One of the things that was a positive for Accelrys was that you can potentially go much further in [the analysis] within the Pipeline Pilot. So you can go quite easily from SNPs to genes. We have written protocols where you can say, 'Show me all non-synonymous SNPs within genes of interest,' and you can then say this is the effect of this SNP in this genome and potentially start linking into much further and richer information that’s available within the family of Pipeline Pilot collections.
Pipeline Pilot is used to handling data flows from multiple sources. They have a history in microarrays [and] image analysis. ... 'From here how do I get on to asking real biology of my data?' That’s where we want our users to be, not just producing next-generation sequencing data but actually posing, setting the success criteria, and getting the answers.

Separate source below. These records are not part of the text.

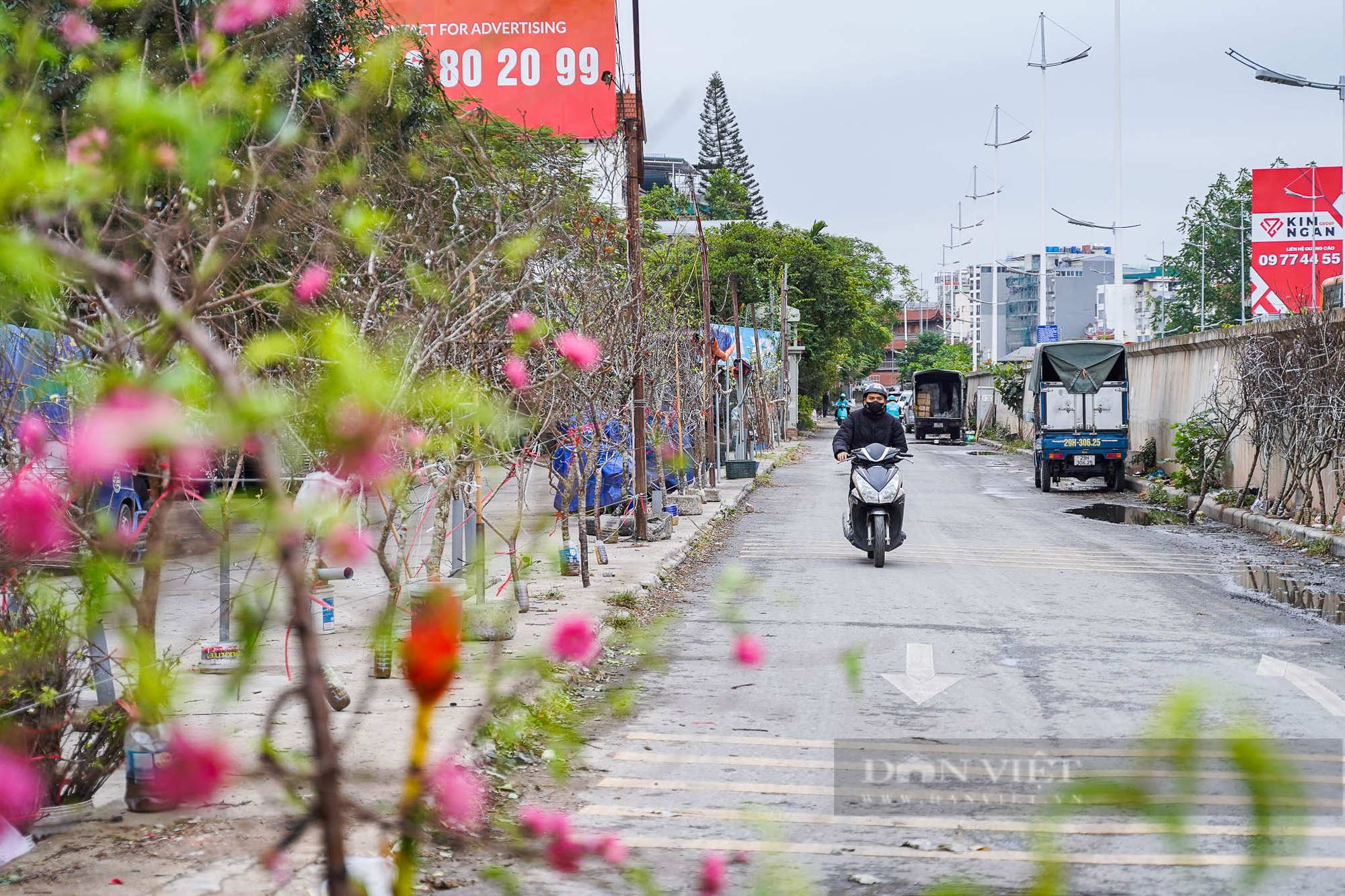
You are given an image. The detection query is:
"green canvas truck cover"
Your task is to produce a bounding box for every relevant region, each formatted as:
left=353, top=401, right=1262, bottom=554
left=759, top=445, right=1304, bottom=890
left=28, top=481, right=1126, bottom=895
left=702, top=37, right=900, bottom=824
left=1028, top=339, right=1126, bottom=394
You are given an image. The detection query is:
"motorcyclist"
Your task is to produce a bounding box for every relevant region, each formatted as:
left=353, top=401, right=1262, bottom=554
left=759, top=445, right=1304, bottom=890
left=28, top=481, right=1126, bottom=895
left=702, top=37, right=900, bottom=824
left=831, top=382, right=907, bottom=460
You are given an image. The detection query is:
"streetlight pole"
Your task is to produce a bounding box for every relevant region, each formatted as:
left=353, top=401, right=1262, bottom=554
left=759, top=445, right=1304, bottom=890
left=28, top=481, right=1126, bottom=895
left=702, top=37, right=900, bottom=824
left=967, top=165, right=999, bottom=370
left=986, top=104, right=1032, bottom=363
left=1111, top=0, right=1126, bottom=289
left=1028, top=12, right=1092, bottom=325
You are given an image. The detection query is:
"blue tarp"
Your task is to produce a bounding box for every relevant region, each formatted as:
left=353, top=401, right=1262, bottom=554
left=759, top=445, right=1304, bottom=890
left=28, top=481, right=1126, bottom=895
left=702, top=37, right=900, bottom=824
left=710, top=323, right=780, bottom=370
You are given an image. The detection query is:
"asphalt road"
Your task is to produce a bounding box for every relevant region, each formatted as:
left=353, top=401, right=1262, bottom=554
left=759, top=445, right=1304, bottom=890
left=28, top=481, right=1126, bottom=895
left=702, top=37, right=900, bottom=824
left=554, top=432, right=1345, bottom=893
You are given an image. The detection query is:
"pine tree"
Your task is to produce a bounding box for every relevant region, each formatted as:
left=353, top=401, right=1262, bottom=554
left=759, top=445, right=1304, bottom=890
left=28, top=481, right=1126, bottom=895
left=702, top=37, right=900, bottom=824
left=695, top=71, right=765, bottom=220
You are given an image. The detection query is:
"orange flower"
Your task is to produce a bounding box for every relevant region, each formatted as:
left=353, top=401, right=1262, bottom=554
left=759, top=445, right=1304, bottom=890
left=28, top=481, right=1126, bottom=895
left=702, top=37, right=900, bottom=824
left=402, top=588, right=463, bottom=704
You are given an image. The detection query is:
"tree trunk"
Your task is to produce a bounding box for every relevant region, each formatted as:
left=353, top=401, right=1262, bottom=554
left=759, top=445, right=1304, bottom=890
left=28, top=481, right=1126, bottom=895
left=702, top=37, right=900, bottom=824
left=136, top=462, right=172, bottom=655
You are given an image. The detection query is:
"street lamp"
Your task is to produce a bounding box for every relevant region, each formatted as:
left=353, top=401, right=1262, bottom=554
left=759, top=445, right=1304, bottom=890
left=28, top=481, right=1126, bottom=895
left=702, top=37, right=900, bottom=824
left=986, top=104, right=1032, bottom=363
left=1225, top=38, right=1345, bottom=179
left=1028, top=12, right=1092, bottom=324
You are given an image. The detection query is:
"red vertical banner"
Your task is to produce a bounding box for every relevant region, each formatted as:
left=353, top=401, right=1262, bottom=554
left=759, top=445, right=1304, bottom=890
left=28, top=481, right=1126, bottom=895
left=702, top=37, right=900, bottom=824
left=1251, top=168, right=1345, bottom=315
left=386, top=0, right=616, bottom=138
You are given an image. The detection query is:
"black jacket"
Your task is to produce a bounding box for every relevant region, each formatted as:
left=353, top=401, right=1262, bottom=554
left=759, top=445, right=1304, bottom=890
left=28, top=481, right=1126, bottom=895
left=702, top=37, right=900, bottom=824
left=831, top=407, right=907, bottom=458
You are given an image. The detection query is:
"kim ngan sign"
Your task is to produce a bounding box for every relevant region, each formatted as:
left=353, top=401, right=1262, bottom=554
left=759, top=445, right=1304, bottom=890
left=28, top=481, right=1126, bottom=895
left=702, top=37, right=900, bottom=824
left=1251, top=167, right=1345, bottom=315
left=386, top=0, right=616, bottom=137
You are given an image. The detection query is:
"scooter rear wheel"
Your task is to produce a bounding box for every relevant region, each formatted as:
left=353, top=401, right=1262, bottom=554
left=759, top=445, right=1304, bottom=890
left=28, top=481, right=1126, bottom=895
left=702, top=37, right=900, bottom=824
left=873, top=517, right=888, bottom=569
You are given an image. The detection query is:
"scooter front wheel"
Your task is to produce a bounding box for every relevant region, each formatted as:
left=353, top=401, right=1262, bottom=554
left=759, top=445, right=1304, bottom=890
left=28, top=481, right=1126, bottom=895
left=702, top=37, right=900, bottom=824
left=873, top=517, right=888, bottom=569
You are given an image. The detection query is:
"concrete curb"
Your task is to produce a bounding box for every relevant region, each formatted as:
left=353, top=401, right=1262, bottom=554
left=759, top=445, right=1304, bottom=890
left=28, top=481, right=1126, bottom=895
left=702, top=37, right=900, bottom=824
left=1126, top=477, right=1345, bottom=557
left=639, top=441, right=802, bottom=591
left=971, top=436, right=1033, bottom=458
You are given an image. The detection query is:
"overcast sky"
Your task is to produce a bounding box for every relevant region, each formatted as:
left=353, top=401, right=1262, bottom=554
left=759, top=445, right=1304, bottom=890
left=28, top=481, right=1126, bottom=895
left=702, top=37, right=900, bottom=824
left=617, top=0, right=1342, bottom=288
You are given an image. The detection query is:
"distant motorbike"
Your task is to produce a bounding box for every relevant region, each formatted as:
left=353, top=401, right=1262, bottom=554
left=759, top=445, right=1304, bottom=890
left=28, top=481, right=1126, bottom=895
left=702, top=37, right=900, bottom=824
left=841, top=444, right=911, bottom=568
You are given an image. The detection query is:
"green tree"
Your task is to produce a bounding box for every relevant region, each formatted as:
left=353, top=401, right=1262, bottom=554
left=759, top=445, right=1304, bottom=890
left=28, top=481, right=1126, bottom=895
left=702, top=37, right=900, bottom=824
left=897, top=329, right=971, bottom=379
left=1151, top=159, right=1264, bottom=336
left=640, top=184, right=691, bottom=220
left=701, top=168, right=752, bottom=220
left=646, top=220, right=909, bottom=399
left=695, top=71, right=765, bottom=220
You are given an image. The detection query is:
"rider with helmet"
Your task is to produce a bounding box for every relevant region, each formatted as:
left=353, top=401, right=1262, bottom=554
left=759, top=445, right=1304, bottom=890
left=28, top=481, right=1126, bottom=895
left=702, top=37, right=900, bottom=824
left=831, top=382, right=907, bottom=460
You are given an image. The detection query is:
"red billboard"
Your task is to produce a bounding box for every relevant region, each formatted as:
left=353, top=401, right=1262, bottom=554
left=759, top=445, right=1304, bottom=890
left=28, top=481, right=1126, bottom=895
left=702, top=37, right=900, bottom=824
left=1251, top=168, right=1345, bottom=315
left=386, top=0, right=616, bottom=137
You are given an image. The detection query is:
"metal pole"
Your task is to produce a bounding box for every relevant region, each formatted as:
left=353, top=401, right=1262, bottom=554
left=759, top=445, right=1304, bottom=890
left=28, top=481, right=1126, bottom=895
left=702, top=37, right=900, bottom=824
left=990, top=116, right=999, bottom=364
left=1200, top=218, right=1205, bottom=332
left=691, top=181, right=720, bottom=487
left=627, top=0, right=650, bottom=541
left=1037, top=12, right=1046, bottom=324
left=729, top=273, right=748, bottom=460
left=1237, top=195, right=1248, bottom=324
left=1111, top=0, right=1126, bottom=289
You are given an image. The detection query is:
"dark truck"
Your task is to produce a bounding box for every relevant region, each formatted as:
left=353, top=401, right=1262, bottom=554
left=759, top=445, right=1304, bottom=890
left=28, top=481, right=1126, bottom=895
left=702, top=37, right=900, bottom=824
left=1022, top=340, right=1130, bottom=491
left=912, top=370, right=967, bottom=441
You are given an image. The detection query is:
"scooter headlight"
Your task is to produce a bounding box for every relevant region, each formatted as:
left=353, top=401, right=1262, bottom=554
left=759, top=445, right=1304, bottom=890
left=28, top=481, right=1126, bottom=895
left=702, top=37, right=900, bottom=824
left=854, top=477, right=886, bottom=505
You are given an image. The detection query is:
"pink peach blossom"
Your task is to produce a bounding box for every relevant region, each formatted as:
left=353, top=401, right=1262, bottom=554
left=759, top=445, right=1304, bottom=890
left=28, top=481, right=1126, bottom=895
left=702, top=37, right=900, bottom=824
left=56, top=12, right=102, bottom=50
left=518, top=806, right=570, bottom=837
left=697, top=853, right=729, bottom=896
left=66, top=128, right=108, bottom=165
left=555, top=329, right=603, bottom=372
left=593, top=834, right=631, bottom=865
left=546, top=831, right=585, bottom=874
left=151, top=729, right=233, bottom=803
left=0, top=747, right=42, bottom=827
left=327, top=398, right=397, bottom=483
left=506, top=311, right=537, bottom=336
left=0, top=467, right=74, bottom=557
left=733, top=635, right=765, bottom=669
left=215, top=0, right=304, bottom=34
left=504, top=355, right=533, bottom=391
left=295, top=265, right=332, bottom=304
left=546, top=614, right=603, bottom=666
left=319, top=522, right=374, bottom=567
left=13, top=410, right=51, bottom=456
left=429, top=759, right=486, bottom=833
left=66, top=386, right=190, bottom=483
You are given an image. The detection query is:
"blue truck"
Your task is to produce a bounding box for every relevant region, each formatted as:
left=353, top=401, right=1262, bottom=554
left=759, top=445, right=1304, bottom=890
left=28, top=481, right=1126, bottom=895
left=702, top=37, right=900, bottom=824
left=1024, top=340, right=1130, bottom=491
left=0, top=324, right=149, bottom=540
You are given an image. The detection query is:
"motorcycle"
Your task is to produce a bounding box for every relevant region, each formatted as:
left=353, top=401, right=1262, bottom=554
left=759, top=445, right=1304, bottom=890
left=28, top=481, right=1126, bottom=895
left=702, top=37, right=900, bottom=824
left=841, top=444, right=912, bottom=569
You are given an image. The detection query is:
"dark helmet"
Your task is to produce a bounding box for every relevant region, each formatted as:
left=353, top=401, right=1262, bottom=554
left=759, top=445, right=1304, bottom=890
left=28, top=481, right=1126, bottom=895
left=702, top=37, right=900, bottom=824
left=859, top=382, right=888, bottom=401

Are you developing any software in house?
All of the on-machine analysis is being written in-house. We have a team of software developers that will make sure that the signal from the nanopore is converted into the final results with very fast turnaround.
We are also writing some specific Oxford Nanopore components that will essentially be instrument control. So there will be a component that says start this run, stop this run, alter these conditions, which would only be called from within Pipeline Pilot and only talk to GridIon system. The Pipeline Pilot node interface is enabled within Pipeline Pilot.
Are you looking to partner with any other software companies?
We have a philosophy that we are building the platform and we are looking at solutions that will help our customers to get the maximum value from their experiments. For sequence analysis, we have partnered with Accelrys and will distribute Pipeline Pilot as our preferred analysis suite. We are looking at partnering in other areas, but we are not giving specifics until we have solutions in place.